Tom’s Story
I woke up one morning with literally the worst headache of my life. You know, it was bothering me to the point that I called my primary care physician, who saw me the next day. I went over my symptoms, and told him, the worst headache of my life, when I bend over to tie my shoe feels like my head’s literally going to explode. He was looking at his notes and his little laptop and he’s like, “No, no, it sounds like stress to me.” And I remember, you know what I said to him as I said, “Listen, I know you’re the doctor, but I got to tell you, I feel like you’re not listening to me.” So he prescribed an anti-inflammatory and a sleeping pill for the sleep part of it and said, let’s try this for a week.

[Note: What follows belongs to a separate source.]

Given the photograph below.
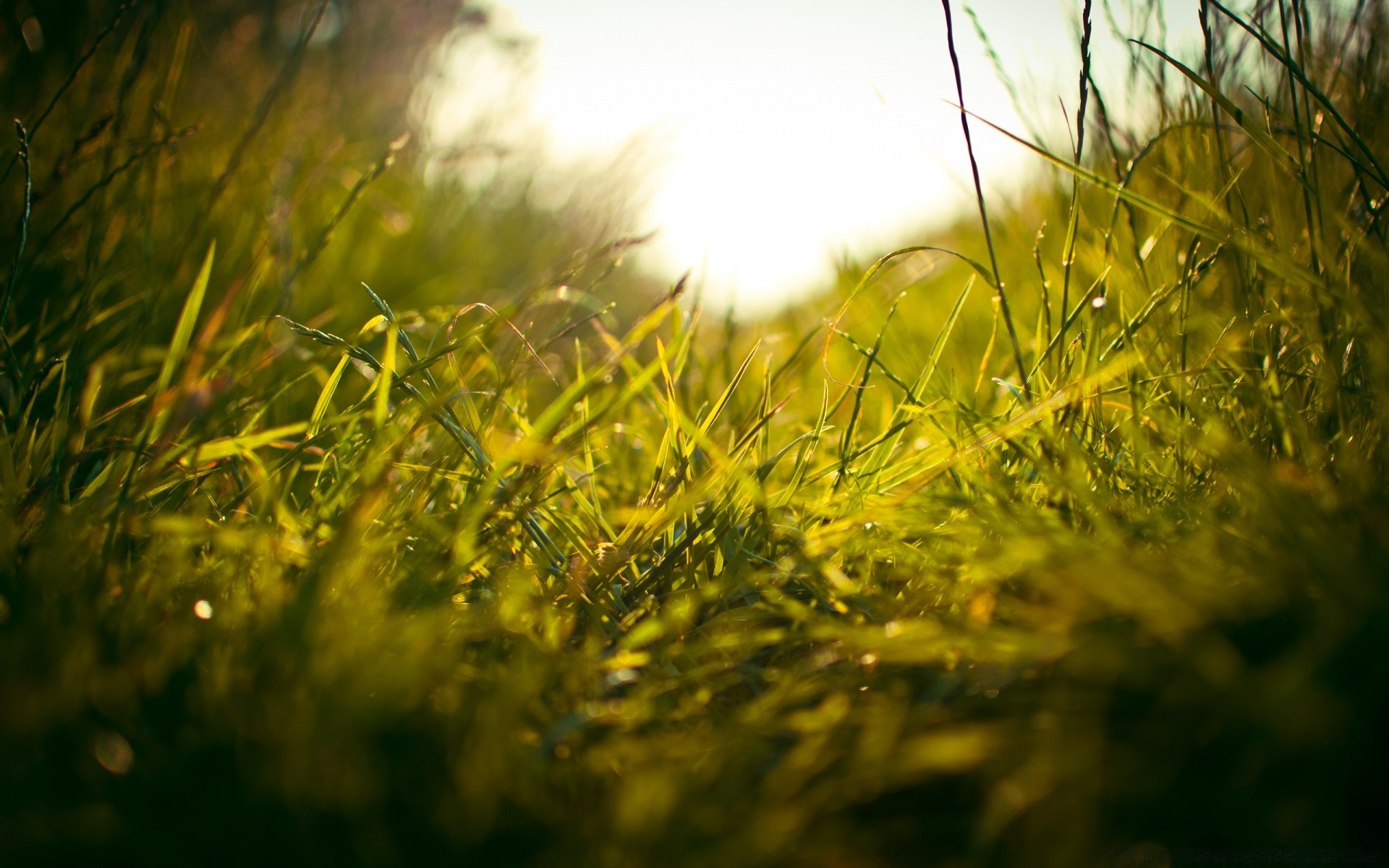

So I went home and I took the medication religiously. That Sunday, April 30th, 2017, I took my last dose of medicine. I said to my wife, I’m so glad this medication’s over. My aneurysm ruptured that afternoon. That was the beginning of my journey. The hemorrhagic stroke, which is a brain aneurysm that ruptures, I think the vast majority of people who have one die. Nobody is around to tell their story. When you have one and you survive, people want to, in my opinion, want to get on with their life and forget it ever happened. Most aneurysms are found from a secondary finding. They’re looking for something else, and they stumble upon it, and that patient gets treatment. But it’s funny when you think that with a little money and some research, life could be different for the vast majority of aneurysm patients, to be sure.
The future that I’m hopeful for is that Washington will see the merits of funding through NIH research in the brain aneurysm field to help us spread awareness and you know in all facets of it and you know, get us on par with other diseases. But, you know, people who are sick and live, they tend to have more active participants where, you know, our people tend to die or not be ruptured and want to forget about it, it means, it’s hard. This whole experience of coming to D.C., I mean it you can’t not have wind in your sails when you’re with your fellow survivors. So I think we get as much out of it as we put in, but we’re hoping that we can make some headway in the legislature and that they’ll see fit to pass a bill and that the president will sign it and that we’ll get the money that we need.